Une présentation des conditions du déroulement de la dernière grande décision que François Mitterrand eut à prendre en matière agricole illustre parfaitement ce scénario.
À la fin de 1990, en pleine crise du Moyen-Orient après l’invasion du Koweït par l’Irak, après l’échec des négociations du GATT sur la question des subventions agricoles, le commissaire européen chargé de l’agriculture, Mac Sharry, présente un projet de réforme globale. Ce document propose une solution globale consistant, pour l’essentiel, en une baisse significative des prix de soutien européens compensée par un système d’aides en partie déconnectées de la production. Il suscite une grande émotion chez les agriculteurs de la plupart des pays membres.
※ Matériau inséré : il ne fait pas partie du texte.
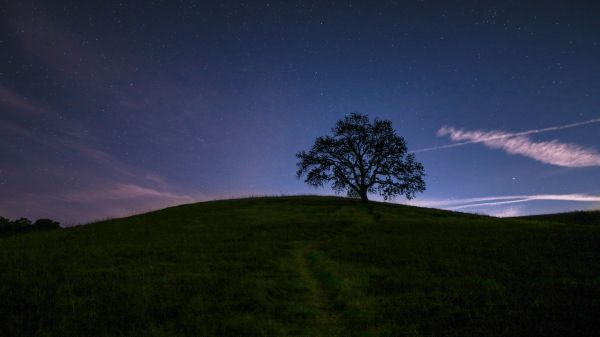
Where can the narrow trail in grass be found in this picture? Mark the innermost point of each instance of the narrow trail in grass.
(326, 321)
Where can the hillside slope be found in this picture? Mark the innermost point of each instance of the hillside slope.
(574, 218)
(302, 266)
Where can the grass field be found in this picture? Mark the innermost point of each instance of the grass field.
(576, 218)
(302, 266)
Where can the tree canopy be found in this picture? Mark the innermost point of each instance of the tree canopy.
(362, 157)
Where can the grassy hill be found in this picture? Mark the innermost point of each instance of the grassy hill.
(577, 218)
(302, 266)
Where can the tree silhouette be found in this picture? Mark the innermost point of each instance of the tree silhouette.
(361, 158)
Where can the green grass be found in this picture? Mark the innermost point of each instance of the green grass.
(302, 266)
(578, 217)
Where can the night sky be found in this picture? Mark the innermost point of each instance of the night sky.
(114, 108)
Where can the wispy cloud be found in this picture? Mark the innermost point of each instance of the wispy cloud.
(550, 152)
(457, 204)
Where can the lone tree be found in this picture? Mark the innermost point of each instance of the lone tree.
(361, 158)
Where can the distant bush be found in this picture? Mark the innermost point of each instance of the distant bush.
(21, 225)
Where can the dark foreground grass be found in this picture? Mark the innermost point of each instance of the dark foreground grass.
(302, 266)
(578, 218)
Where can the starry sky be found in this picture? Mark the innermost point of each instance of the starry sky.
(112, 108)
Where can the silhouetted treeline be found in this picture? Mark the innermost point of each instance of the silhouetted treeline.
(10, 227)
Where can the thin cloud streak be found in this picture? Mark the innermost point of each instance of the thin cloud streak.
(502, 135)
(549, 152)
(457, 204)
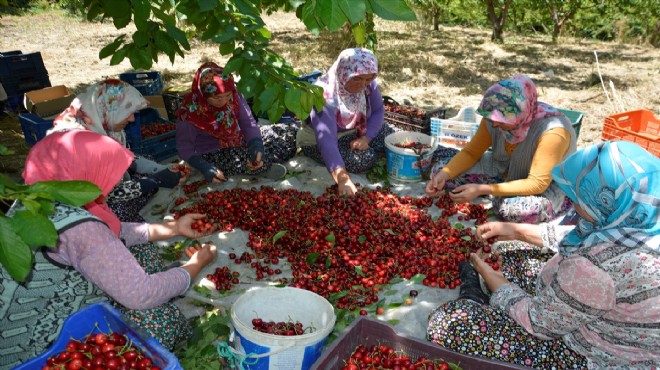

La France marque son opposition de principe, particulièrement en raison de la conjonction des calendriers du GATT et de la réforme de la PAC, qui donne à penser que l’agriculture européenne doit se soumettre aux exigences américaines. Dans ces conditions, il sera très difficile de faire admettre la moindre évolution au monde paysan.
Pourtant, très rapidement, François Mitterrand est convaincu que la proposition de Mac Sharry est une opportunité à saisir pour régler durablement les incessants problèmes de surproduction, de dérapages budgétaires et de risque d’isolement de la France, et pour s’attaquer au caractère inégalitaire des subventions européennes et à leur opacité. Même si, jusqu’à la fin du règlement de cette question, il gardera un doute, le Président décide que la France doit reprendre l’initiative pour peser sur le résultat final de la réforme de la PAC et du GATT, malgré la réticence du gouvernement, qui craint des risques de déstabilisation intérieure.
Pour cela, il faut s’appuyer sur la relation franco-allemande, et il demande à ses collaborateurs dès le début de 1991, de travailler avec ceux du chancelier Helmut Kohl pour élaborer les bases d’un accord apte à modifier les propositions de la Commission de Bruxelles et à améliorer le mandat de négociation des émissaires européens, accord qui prendrait mieux en compte les contraintes de nos deux pays.
Le compromis était difficile car nous retrouvions nos divergences anciennes sur la question agricole, d’un côté l’Allemagne qui voulait un compromis rapide au GATT favorable à ses exportations industrielles extracommunautaires en contrepartie d’un abandon des volontés exportatrices de l’Europe sur les marchés agricoles ; de l’autre côté la France, qui voulait ne pas sacrifier sa capacité d’exportation de produits agricoles et notamment de céréales, et maintenir son retour budgétaire des aides agricoles européennes.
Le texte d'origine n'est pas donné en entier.